The Future of Wellness: Engineered Adherence, Not Willpower

Looking forward, VB TECH frames the next era of wellness as engineered adherence—systems that make beneficial behaviors easier to sustain. Visionbody’s software-defined protocols, short high-density sessions, and whole-body coverage are designed to lower the activation energy of strength training. In this future, strength becomes a scheduled physiological input rather than a sporadic lifestyle aspiration.

Krisztina is also vocal about the risks of low-quality copycat devices entering the market, warning that poorly engineered electrostimulation can harm users. Her stance is unequivocal: “I would never put a cheap product with electrostimulation on my body because I know how it can hurt.”
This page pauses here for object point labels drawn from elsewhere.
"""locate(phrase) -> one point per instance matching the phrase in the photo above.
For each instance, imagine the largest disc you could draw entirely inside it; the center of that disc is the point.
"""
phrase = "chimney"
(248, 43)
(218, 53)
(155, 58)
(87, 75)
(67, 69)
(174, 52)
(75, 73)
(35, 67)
This emphasis on certification and protocol integrity is central to VB TECH’s brand positioning: wellness technology should be treated with the seriousness of medical engineering, even when deployed for fitness.

 

Conclusion: Strength as Preventive Medicine

Visionbody’s long-term trajectory is not framed as gadget evolution, but as a shift in how strength is delivered across the lifespan. The founders situate neuromuscular activation within preventive health infrastructure—supporting mobility, metabolic stability, bone density maintenance, and recovery capacity over decades. Their vision is pragmatic and human-centered: longevity without strength is fragile longevity.

As Krisztina summarizes the ethos behind their work, “It’s not just a fancy suit… muscle is the key to longevity.” Visionbody is their attempt to engineer that principle into a scalable, non-invasive platform—bringing strength training closer to where modern wellness is headed: measurable, accessible, and designed for long-range resilience.